Selasa, 26 Mar 2019 07:31 WIB

Kemenkes Uji Coba Tarif Baru Layanan Rumah Sakit Akhir 2019

Rosmha Widiyani - detikHealth
Penyesuaian biaya rumah sakit akan mulai diterapkan pada 2019. (Foto: iStock) Penyesuaian biaya rumah sakit akan mulai diterapkan pada 2019. (Foto: iStock)
Jakarta - Kementerian Kesehatan (Kemenkes) akan menguji coba tarif baru layanan rumah sakit di akhir 2019. Layanan ini mengacu pada Indonesia Case Based Group's (INA-CBG's) yaitu paket tarif rumah sakit yang digunakan dalam program Jaminan Kesehatan Nasional-Kartu Indonesia Sehat (JKN-KIS).
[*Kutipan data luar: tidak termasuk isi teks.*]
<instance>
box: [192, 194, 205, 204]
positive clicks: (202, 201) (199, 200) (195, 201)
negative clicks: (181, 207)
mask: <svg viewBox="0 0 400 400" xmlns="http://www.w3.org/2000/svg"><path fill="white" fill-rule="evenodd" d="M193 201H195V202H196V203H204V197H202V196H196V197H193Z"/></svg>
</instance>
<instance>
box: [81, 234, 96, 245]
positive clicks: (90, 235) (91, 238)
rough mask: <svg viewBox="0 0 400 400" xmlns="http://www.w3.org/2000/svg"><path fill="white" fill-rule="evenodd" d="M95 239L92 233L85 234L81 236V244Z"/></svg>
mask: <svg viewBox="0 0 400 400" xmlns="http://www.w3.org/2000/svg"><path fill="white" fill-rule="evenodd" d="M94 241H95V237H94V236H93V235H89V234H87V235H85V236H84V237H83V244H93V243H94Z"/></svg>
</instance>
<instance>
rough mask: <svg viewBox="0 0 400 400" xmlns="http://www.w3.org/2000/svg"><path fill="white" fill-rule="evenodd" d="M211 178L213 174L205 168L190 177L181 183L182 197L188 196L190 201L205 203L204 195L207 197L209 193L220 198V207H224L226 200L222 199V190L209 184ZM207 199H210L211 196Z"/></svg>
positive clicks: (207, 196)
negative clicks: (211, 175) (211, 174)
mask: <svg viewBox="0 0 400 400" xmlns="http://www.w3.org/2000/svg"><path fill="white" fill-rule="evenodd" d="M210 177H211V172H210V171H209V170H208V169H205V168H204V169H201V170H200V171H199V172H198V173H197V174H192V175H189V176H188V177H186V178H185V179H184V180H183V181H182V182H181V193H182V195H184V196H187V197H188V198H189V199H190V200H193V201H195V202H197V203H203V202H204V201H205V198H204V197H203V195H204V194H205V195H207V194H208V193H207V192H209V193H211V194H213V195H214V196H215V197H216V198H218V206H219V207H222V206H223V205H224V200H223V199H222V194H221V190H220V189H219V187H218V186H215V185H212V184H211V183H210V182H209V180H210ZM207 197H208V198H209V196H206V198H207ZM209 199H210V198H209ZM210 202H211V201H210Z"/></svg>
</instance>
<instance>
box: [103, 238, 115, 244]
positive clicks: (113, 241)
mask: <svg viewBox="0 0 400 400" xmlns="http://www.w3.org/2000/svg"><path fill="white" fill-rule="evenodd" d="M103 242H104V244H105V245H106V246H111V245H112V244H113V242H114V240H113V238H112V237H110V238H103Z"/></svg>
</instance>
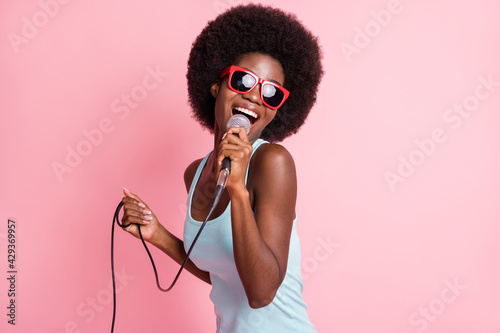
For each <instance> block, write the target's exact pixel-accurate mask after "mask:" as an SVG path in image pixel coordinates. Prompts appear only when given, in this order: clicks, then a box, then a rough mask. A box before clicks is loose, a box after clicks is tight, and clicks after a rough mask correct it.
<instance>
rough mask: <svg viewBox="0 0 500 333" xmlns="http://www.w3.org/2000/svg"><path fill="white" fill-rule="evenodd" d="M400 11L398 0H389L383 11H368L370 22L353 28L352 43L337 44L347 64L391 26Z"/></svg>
mask: <svg viewBox="0 0 500 333" xmlns="http://www.w3.org/2000/svg"><path fill="white" fill-rule="evenodd" d="M402 11H403V6H402V4H401V2H400V1H399V0H390V1H389V2H388V3H387V6H386V8H385V9H379V10H372V11H370V16H371V18H370V20H369V21H368V22H366V23H365V24H364V25H363V27H362V28H360V27H359V26H355V27H354V29H353V30H354V37H353V39H352V43H347V42H341V43H340V44H339V47H340V51H341V52H342V55H343V56H344V58H345V59H346V61H347V63H350V62H351V61H352V57H353V56H354V55H357V54H360V53H361V51H362V50H363V49H365V48H367V47H368V46H369V45H370V44H371V42H372V41H373V39H375V38H376V37H378V36H379V35H380V34H381V33H382V31H383V30H384V29H385V28H387V27H388V26H389V25H390V24H391V22H392V20H393V18H394V16H396V15H399V14H401V12H402Z"/></svg>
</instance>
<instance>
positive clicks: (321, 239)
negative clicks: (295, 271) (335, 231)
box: [301, 235, 340, 281]
mask: <svg viewBox="0 0 500 333" xmlns="http://www.w3.org/2000/svg"><path fill="white" fill-rule="evenodd" d="M316 242H317V245H316V246H315V248H314V250H313V254H312V255H309V256H307V257H305V258H303V259H302V272H301V273H302V279H303V280H304V281H305V280H307V279H308V278H309V277H310V276H311V274H312V273H314V272H316V271H317V270H318V268H319V266H320V264H321V263H323V262H325V261H327V260H328V259H330V257H331V256H332V254H333V252H335V249H338V248H339V247H340V243H336V242H333V240H332V237H331V236H330V235H328V236H326V238H324V237H317V238H316Z"/></svg>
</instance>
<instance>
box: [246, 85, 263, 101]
mask: <svg viewBox="0 0 500 333" xmlns="http://www.w3.org/2000/svg"><path fill="white" fill-rule="evenodd" d="M260 89H262V85H261V84H260V83H257V85H256V86H255V87H254V88H253V89H252V90H250V92H248V93H246V94H244V95H243V98H244V99H246V100H249V101H250V102H252V103H256V104H258V105H261V104H262V100H261V99H260Z"/></svg>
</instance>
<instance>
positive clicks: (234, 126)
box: [227, 113, 251, 133]
mask: <svg viewBox="0 0 500 333" xmlns="http://www.w3.org/2000/svg"><path fill="white" fill-rule="evenodd" d="M250 125H251V124H250V120H248V118H247V117H245V116H244V115H242V114H239V113H238V114H235V115H234V116H232V117H231V118H229V121H228V122H227V129H229V128H230V127H245V130H246V131H247V133H248V132H250Z"/></svg>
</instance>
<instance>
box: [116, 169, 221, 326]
mask: <svg viewBox="0 0 500 333" xmlns="http://www.w3.org/2000/svg"><path fill="white" fill-rule="evenodd" d="M224 170H225V169H224ZM219 178H221V177H219ZM225 186H226V179H224V181H223V182H222V183H221V182H220V181H219V182H218V184H217V187H216V189H215V195H214V200H213V202H212V205H211V206H210V210H209V211H208V214H207V217H206V218H205V220H204V221H203V223H202V224H201V226H200V230H198V233H197V234H196V236H195V237H194V239H193V243H192V244H191V246H190V247H189V249H188V251H187V252H186V257H184V261H183V262H182V264H181V267H180V268H179V271H178V272H177V275H176V276H175V278H174V281H173V282H172V284H171V285H170V287H168V288H167V289H164V288H162V287H161V286H160V281H159V279H158V271H157V270H156V265H155V262H154V260H153V256H152V255H151V252H149V249H148V246H147V245H146V242H145V241H144V238H143V237H142V232H141V226H140V225H139V224H137V230H138V231H139V237H140V238H141V241H142V244H143V245H144V248H145V249H146V252H147V253H148V256H149V259H150V260H151V265H152V266H153V271H154V273H155V278H156V285H157V286H158V289H160V290H161V291H163V292H168V291H170V290H171V289H172V288H173V287H174V285H175V283H176V282H177V279H178V278H179V276H180V275H181V272H182V270H183V269H184V267H185V266H186V264H187V262H188V259H189V255H190V254H191V251H192V250H193V247H194V244H196V241H197V240H198V237H200V234H201V232H202V231H203V228H204V227H205V225H206V224H207V221H208V219H209V217H210V216H211V215H212V213H213V211H214V209H215V207H216V206H217V204H218V203H219V200H220V197H221V195H222V192H223V191H224V187H225ZM122 206H123V202H122V201H120V203H119V204H118V207H116V210H115V214H114V216H113V222H112V226H111V275H112V280H113V320H112V323H111V333H113V332H114V328H115V317H116V284H115V260H114V238H115V237H114V234H115V221H116V224H118V225H119V226H120V227H121V228H126V227H128V226H130V225H131V224H132V223H129V224H121V223H120V220H119V213H120V209H121V208H122Z"/></svg>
"Angka tepatnya belum keluar karena masih dalam tahap perhitungan. Nantinya akan kita lihat apakah tarif ini bersahabat dengan masyarakat, dengan mempertimbangkan beban pengeluaran rumah sakit. Kita juga ingin melihat respon rumah sakit dan efeknya pada beban biaya yang ditanggung Badan Penyelenggara Jaminan Sosial (BPJS) Kesehatan," kata Kepala Bidang Jaminan Kesehatan Pusat Pembiayaan dan Jaminan Kesehatan (P2JK) Kementerian Kesehatan (Kemenkes) Doni Arianto, Senin (25/3/2019).



Doni mengatakan, penyusunan tarif baru dilakukan melalui kerja sama dengan rumah sakit dan organisasi profesi kedokteran. Kerja sama dengan rumah sakit memungkinkan penghitungan rata-rata biaya pengeluaran per layanan, yang disebut hospital based rate. Sementara kerja sama dengan organisasi kedokteran bertujuan menyusun klasifikasi tarif baru dalam INA-CBG's.

Salah satu hal yang mempengaruhi perhitungan tarif adalah adjusment factor yang bisa terdiri atas inflasi, politik, dan fiskal. Menurut Doni, tarif INA-CBG's idealnya naik sesuai dengan tingkat inflasi. Besarnya tarif INA-CBG's nantinya akan berefek pada premi yang harus dibayar peserta JKN.

"Nantinya bisa tarif INA-CBG's atau premi yang naik terlebih dulu bergantung kebijakan pemerintah. Yang pasti saat ini semua sedang kita hitung dan disimulasikan antara tarif dengan premi. Kita ingin INA-CBG's ini sesuai dengan kondisi dan hospital based rate di Indonesia," kata Doni.